Far from ushering in greater democracy, this dying business model is turning once-venerated media institutions into propaganda pulpits for corporate strongmen.
By Elizabeth Randolph
Union support in the United States is at historic highs, yet labor coverage in American newsrooms in shrinking.
Over the past four years, record numbers of Teamsters have organized, struck their employers, and negotiated strong contracts. About 70 percent of Americans support unions, and polling shows younger workers are hungry to organize. But you wouldn’t necessarily know this from watching the nightly news or reading most major U.S. newspapers.
The space once devoted to labor news has steadily disappeared. For decades, newspapers have cut reporters dedicated to the labor beat, folding workplace issues into sections called “Economy” or “Business.” These labels reflect how workers are viewed — through the lens of Wall Street and the market.
Labor stories often become newsworthy only when a strike impacts business operations. The story becomes about the effect of a work stoppage on GDP and stock prices as opposed to workers fighting for their families and livelihoods. When a strike is averted, the story usually ends there.
TV news segments hype AI as a novel tech development, but the impact automation could have on millions of workers gets short shrift. Reporters climb into autonomous trucks for test drives while dedicating less time to what mass job losses could mean for communities across the country.
Politics dominates much of what passes for labor coverage. Changes at the National Labor Relations Board or Department of Labor receive outsized attention from national outlets, while worker actions are left to a declining number of local news outlets to cover. Institutional coverage misses the real story — workers themselves are taking direct action.
Coverage of Amazon’s labor battles is a prime example of missing the forest for the trees. Reporting framed as a play-by-play of the company’s court appearances and legal filings misses the point entirely. Amazon is worth trillions of dollars while its workers struggle to get by. Amazon is violating the law, refusing to bargain, and trying to break workers.
But these same workers are courageously fighting back. And that is the story that matters — the momentum on the ground.

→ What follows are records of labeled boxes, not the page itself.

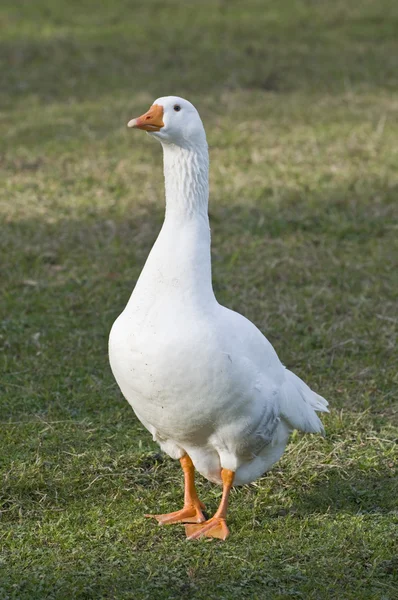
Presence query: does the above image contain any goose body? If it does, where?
[109,97,327,535]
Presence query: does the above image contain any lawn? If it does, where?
[0,0,398,600]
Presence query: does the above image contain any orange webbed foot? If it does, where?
[145,502,206,525]
[185,517,229,540]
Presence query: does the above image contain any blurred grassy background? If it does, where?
[0,0,398,600]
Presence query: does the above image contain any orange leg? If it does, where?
[185,469,235,540]
[145,454,205,525]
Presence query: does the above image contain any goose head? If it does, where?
[127,96,206,148]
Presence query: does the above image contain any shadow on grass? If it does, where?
[0,0,397,102]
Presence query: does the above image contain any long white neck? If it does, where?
[163,139,209,221]
[132,140,215,310]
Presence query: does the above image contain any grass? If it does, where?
[0,0,398,600]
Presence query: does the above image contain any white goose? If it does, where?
[109,96,328,539]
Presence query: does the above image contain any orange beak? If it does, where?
[127,104,164,131]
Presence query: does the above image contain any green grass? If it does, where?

Telling that story requires reporters to spend actual time on picket lines and at workplaces. The public would be shocked to find out how often reporters covering companies like Amazon do not even attend Amazon Teamsters rallies or actions in their own cities.
To be clear, there are still excellent journalists who want to tell these stories. But editors and executives work inside corporate structures with their own pressures and priorities.

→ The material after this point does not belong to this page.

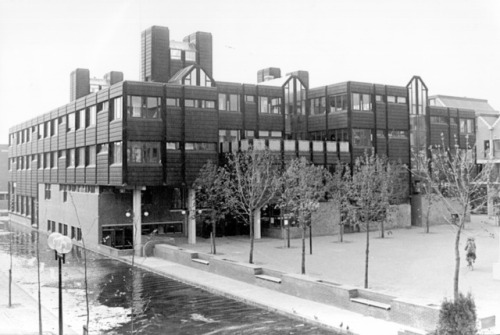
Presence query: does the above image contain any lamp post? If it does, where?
[47,232,73,335]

American media outlets are owned by a handful of major corporations, hedge funds, and billionaires. In 2025, just six massive conglomerates controlled most of the U.S. media landscape. The Washington Post is owned by billionaire Amazon founder Jeff Bezos. Rupert Murdoch owns both The Wall Street Journal and the New York Post. The Los Angeles Times is owned by a biotech billionaire. The list goes on and on.

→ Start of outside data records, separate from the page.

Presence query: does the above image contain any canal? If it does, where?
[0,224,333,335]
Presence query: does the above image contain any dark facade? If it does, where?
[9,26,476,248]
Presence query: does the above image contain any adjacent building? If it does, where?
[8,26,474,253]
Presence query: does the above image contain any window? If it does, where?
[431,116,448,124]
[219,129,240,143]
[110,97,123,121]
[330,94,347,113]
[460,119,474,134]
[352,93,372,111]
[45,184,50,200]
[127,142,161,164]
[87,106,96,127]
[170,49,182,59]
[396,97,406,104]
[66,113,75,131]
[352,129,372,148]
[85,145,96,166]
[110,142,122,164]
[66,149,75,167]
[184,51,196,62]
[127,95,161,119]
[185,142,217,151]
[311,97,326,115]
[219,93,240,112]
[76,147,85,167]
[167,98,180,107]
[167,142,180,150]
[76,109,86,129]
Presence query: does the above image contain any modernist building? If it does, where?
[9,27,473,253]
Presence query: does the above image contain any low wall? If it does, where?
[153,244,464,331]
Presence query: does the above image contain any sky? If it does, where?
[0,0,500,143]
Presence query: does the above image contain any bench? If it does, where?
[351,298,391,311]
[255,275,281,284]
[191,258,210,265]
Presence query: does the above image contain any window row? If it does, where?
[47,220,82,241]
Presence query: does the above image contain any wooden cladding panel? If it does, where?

When major news outlets are controlled by many of the billionaires who spend tens of millions to union bust in their own companies, it without a doubt shapes coverage.
In 2024, most labor coverage became inseparable from reporting about the presidential race. The populist shift on the Right was met with skepticism, while the alignment with mega-corporations on the Left went largely unexamined. There was little sustained scrutiny of the corporate interests influencing both parties.
In yet another loss, Politico recently announced it was ending its daily employment newsletter after 12 years, folding labor coverage into broader economic and regulatory reporting.
Meanwhile, journalists with McClatchy papers like the Miami Herald and Sacramento Bee protested the use of AI-generated bylines at the hedge fund-owned chain. At least those reporters still have jobs worth defending.
In February, the Washington Post gutted a third of its newsroom. Not long after, the Post’s Editorial Board got into full gear, using the paper’s Opinion section as a homepage for their obsession: repeatedly making the case for billionaires — without mentioning their billionaire owner, Bezos — while publishing vehemently anti-worker, anti-union commentary on a weekly basis.
There is an old saying in journalism: “If it bleeds, it leads.” Corporatized news is not just bleeding. It is already using its own AI tools to draft its eulogy.
Far from ushering in greater democracy, this dying business model is turning once-venerated media institutions into propaganda pulpits for corporate strongmen while growingly increasingly disconnected from the lives of working Americans.
As the mainstream media loses public trust, along with advertising revenue and subscribers, the only thing that may save it is a divine rebirth in the public interest.